Rating: 7/10 - Bloody Salinger, he never listens to anyone, him.

Breakfast of Champions

by Kurt Vonnegut, 1973.

I've always loved Vonnegut (who doesn't?) but I'd avoided this since seeing the painful 1999 movie made of it, proof if ever it were needed that some books are simply unfilmable.

The novel, however, is everything we love about Vonnegut. His clarity, wit, grumpiness and simplicity.
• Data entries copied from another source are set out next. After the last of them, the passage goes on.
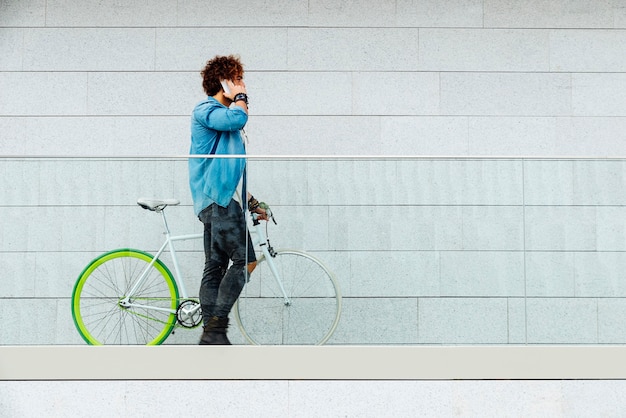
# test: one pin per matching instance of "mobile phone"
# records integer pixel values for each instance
(225, 86)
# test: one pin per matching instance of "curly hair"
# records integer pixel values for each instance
(220, 68)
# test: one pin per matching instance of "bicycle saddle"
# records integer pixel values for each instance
(156, 204)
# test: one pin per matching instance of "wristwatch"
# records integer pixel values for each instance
(241, 96)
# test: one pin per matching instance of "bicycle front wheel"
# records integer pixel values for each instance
(300, 304)
(101, 312)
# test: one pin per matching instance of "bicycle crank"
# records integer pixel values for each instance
(189, 314)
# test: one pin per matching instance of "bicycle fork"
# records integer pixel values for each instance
(270, 254)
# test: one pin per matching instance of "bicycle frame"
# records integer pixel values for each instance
(259, 239)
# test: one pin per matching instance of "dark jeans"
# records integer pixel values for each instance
(225, 239)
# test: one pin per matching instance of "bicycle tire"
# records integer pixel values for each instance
(315, 302)
(97, 313)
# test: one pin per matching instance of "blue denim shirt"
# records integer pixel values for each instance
(215, 179)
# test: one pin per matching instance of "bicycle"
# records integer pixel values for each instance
(128, 296)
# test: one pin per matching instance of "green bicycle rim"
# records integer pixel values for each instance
(125, 252)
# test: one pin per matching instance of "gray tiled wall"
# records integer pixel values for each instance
(428, 251)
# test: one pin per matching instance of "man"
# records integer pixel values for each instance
(215, 129)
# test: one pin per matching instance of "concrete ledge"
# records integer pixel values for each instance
(311, 363)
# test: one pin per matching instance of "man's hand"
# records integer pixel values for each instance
(262, 214)
(235, 89)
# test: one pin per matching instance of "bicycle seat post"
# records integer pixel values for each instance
(165, 225)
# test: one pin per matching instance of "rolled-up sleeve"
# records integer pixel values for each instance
(221, 118)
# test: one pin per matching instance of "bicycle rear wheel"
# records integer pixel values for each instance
(100, 317)
(309, 313)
The story of ordinary people in a small midwestern town reads like a playful Hemmingway, but forms a therapeutic rumination on the nature of sanity, and the author's own relationship with it, in the insane world we find ourselves in.

Rating: 7/10 - and so on.

Hackers and Painters

by Paul Graham, 2004.

I'd already stumbled across many of the individual essays that this is comprised of, but it was still hugely entertaining and educational to discover some of Graham's essays that I hadn't read yet. He covers a wide variety of topics, and inevitably for such a collection, the components vary in quality, but generally they are extremely engaging. I only regret having to grab them in dead-tree format since I lost my iPhone. Ohdeary.

Rating: 8/10 - a brilliant read

Halting State

by Charles Stross, 2007.

It's a tale of corporate shenanigans, online virtual reality computer gaming, scams, police on the beat, software contractors, and political intrigue, set in the midst of a near-future Scotland. It's told in first person, by a rotating set of a half-dozen characters, which I found distracting.

The Scottish vernacular and the boozed-up Brit attitudes in a mildly science-fictional setting come across as parochial rather than grungy, and projected technologies such as self-driving cars and virtual realities all seem too intrusive and out of place.

The premise oscillates between nauseating and preposterous, as an in-game robbery of virtual items gradually tips off its investigators that someone, somewhere, has got their hands on some heavy-duty decryption keys with which far more sinister acts are being perpetrated. Before it's done, there is a scene where the software engineer caught in the middle of it all has to play a swords-and-sorcery online computer game, upon the outcome of which hangs the safety of the free world. Oh deary.

I really, really, really, loved Stross' Accelerando, so maybe my expectations were just set too high. Can this really be from the same author, and written a scant 12 months afterwards?

Rating: 3/10. Letdown.

The Man Who Knew Too Much

by David Leavitt, 2006.

An impulse buy, and it was good but not great. The barbaric treatment Turing received over being gay seems to be the thing that initially attracted the author's interest in Turing's life, and while that is a worthwhile and thought-provoking topic, it is a little over-played here. While Turing's mathematical contributions are covered quite commendably, I'd pretty much read all of it before, and it somehow seemed to be lacking a tiny sparkle of passion that made me suspect the author had done his absolute damnedest to cover the mathematical side of Turing, because no book about him would be complete without it, but without really ever wanting to.

Rating: 5/10. Solid but not much that is new.

Freefall

Sound of screaming

Me and the missus slung 200 feet in the air in a spherical 10 foot roll cage, on board the 'Slingshot' on the opening night of the Steel County Fair, Minnesota.